冀世仁看着陈章一脸窝囊样,一下明白了过来,自己门口的这些护卫之所以会举刀投降,肯定是陈章这小子下的命令。
“你还有脸让我给你做主,老子的脸都给你丢尽了。”冀世仁指着陈章大骂道,随后对手下命令道“不要顾忌这个饭桶的生死,一起上,把这嚣张的家伙给我拿下。”
本已举刀投降的几个护卫,得了命令,又站了起来,拿刀将百里天泣围了起来。
百里天泣知道眼前这人就是自己要找的冀巡抚,也没出手应战,甩手把手里的号牌丢了出去,对着冀巡抚说道“打之前,先看看这是什么?”
冀世仁接住丢过来的的号牌,仔细一看,一脸惊讶,随之脸上又堆出一脸笑容,说道“原来是天泣贤侄,误会,误会。

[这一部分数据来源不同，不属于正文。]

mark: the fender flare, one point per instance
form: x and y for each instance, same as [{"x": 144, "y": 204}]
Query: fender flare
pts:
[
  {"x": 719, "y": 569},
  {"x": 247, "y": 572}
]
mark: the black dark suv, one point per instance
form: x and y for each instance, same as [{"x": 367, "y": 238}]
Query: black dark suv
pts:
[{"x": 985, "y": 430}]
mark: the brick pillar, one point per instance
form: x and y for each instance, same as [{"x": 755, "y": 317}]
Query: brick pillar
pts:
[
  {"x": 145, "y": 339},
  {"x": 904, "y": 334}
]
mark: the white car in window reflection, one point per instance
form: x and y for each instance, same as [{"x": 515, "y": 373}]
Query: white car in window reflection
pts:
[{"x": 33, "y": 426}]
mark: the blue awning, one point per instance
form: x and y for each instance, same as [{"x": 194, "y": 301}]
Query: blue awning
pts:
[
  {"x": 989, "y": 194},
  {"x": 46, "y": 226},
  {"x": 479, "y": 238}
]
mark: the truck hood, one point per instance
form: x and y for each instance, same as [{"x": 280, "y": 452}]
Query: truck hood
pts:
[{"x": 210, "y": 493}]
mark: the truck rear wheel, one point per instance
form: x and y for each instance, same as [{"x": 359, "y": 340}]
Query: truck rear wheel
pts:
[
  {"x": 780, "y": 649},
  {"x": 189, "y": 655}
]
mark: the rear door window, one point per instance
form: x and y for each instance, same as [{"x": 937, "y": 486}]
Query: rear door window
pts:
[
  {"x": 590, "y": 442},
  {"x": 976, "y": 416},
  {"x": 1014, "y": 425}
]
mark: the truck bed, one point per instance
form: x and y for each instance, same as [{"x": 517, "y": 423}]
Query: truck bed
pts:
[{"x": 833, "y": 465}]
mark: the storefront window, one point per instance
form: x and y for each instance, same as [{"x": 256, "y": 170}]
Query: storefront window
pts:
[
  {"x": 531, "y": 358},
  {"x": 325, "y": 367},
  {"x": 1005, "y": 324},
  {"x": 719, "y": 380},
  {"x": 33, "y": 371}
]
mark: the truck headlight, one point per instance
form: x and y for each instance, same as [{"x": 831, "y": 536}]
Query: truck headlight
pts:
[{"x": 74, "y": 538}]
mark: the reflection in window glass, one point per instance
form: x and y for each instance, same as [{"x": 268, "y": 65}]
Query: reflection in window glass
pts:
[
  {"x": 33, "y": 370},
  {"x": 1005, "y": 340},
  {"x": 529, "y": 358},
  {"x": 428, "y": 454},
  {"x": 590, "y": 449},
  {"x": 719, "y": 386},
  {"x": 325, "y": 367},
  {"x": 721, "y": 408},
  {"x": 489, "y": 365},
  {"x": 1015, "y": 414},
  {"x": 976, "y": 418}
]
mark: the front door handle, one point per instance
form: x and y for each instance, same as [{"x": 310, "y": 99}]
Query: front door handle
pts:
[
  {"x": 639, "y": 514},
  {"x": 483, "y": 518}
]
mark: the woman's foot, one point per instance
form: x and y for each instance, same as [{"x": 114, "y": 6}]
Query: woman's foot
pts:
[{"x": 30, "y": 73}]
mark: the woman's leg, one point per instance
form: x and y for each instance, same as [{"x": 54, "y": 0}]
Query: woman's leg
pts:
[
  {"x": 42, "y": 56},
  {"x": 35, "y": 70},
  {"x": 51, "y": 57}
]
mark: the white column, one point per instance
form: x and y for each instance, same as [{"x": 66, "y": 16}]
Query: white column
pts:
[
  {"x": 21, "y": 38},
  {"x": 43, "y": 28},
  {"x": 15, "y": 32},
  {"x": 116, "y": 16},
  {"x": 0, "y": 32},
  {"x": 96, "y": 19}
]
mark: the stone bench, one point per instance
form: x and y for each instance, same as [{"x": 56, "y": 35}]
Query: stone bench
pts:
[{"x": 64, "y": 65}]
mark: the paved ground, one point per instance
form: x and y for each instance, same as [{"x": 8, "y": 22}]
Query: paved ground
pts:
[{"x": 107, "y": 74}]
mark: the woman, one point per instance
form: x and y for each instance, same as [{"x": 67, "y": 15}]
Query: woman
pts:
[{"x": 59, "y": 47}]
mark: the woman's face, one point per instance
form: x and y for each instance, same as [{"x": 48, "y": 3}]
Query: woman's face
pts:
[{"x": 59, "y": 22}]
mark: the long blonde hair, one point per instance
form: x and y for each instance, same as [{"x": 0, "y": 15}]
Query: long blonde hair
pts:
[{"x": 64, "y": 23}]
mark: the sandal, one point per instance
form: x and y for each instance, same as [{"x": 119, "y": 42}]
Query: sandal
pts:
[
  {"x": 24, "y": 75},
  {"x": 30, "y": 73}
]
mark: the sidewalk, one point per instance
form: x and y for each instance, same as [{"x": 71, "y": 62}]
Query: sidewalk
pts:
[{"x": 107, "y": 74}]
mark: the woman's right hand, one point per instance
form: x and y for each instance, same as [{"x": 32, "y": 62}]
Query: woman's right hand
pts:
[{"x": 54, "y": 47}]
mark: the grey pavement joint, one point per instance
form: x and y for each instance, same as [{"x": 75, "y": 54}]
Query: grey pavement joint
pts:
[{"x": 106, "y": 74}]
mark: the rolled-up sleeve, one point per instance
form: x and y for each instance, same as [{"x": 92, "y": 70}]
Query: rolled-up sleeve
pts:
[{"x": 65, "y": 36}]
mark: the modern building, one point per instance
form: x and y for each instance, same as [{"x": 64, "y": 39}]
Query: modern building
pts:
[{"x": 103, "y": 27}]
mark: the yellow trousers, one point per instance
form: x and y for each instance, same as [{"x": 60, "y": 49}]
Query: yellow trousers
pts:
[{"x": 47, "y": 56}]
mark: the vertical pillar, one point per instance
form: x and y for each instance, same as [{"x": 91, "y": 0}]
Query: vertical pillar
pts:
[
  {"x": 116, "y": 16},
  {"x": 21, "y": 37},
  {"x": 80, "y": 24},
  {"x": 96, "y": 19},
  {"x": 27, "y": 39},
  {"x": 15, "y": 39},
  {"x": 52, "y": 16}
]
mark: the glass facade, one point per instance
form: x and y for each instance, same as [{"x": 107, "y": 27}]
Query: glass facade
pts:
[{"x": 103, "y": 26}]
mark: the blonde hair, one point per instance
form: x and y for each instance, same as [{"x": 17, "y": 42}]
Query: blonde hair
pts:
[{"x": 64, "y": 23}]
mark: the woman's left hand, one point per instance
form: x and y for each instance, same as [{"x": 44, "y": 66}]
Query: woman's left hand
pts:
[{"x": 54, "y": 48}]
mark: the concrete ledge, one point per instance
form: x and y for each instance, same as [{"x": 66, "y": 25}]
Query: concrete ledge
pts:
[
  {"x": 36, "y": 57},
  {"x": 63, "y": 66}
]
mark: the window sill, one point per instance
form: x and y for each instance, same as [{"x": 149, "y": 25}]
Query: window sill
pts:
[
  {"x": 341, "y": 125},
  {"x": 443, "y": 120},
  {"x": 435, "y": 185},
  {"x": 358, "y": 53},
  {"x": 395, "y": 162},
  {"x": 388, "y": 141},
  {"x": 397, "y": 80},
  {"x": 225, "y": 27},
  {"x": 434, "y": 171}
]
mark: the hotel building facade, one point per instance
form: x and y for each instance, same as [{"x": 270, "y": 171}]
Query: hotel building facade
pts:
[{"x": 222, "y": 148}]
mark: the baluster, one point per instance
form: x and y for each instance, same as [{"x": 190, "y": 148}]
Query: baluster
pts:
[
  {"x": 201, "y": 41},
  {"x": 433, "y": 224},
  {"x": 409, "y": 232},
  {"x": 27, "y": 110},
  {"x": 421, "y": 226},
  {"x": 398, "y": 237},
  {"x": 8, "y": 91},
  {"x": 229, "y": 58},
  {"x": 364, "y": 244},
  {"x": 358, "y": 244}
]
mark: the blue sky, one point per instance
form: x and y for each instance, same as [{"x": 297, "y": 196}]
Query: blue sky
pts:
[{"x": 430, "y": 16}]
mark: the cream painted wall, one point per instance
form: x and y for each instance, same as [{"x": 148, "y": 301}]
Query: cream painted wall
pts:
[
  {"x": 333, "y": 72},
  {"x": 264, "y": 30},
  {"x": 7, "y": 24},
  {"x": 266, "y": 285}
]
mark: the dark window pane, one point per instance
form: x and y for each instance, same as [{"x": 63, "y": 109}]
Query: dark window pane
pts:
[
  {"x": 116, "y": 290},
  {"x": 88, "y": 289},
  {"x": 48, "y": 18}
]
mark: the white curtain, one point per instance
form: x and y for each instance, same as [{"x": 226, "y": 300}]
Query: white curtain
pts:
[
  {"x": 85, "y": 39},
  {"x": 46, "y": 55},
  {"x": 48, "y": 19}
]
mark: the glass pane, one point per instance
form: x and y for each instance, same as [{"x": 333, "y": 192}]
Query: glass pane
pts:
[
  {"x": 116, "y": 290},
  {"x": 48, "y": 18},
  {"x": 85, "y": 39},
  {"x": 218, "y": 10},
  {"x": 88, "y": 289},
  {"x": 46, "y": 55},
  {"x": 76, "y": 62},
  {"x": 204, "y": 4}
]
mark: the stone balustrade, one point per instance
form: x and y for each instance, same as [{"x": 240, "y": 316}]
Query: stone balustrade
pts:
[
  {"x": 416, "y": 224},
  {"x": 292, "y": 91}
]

”话罢,赶忙命令手下撤了回来。
百里天泣听闻冀世仁的话也是一头雾水,看他脸色转变的那么快,好像对自己很客气,又知道自己的名字,难道是义父的知交或者是手下。
“别傻站着,快请进,有话屋里说。”冀世仁把百里天泣请进屋里,并称有事在身,送走了几位将军。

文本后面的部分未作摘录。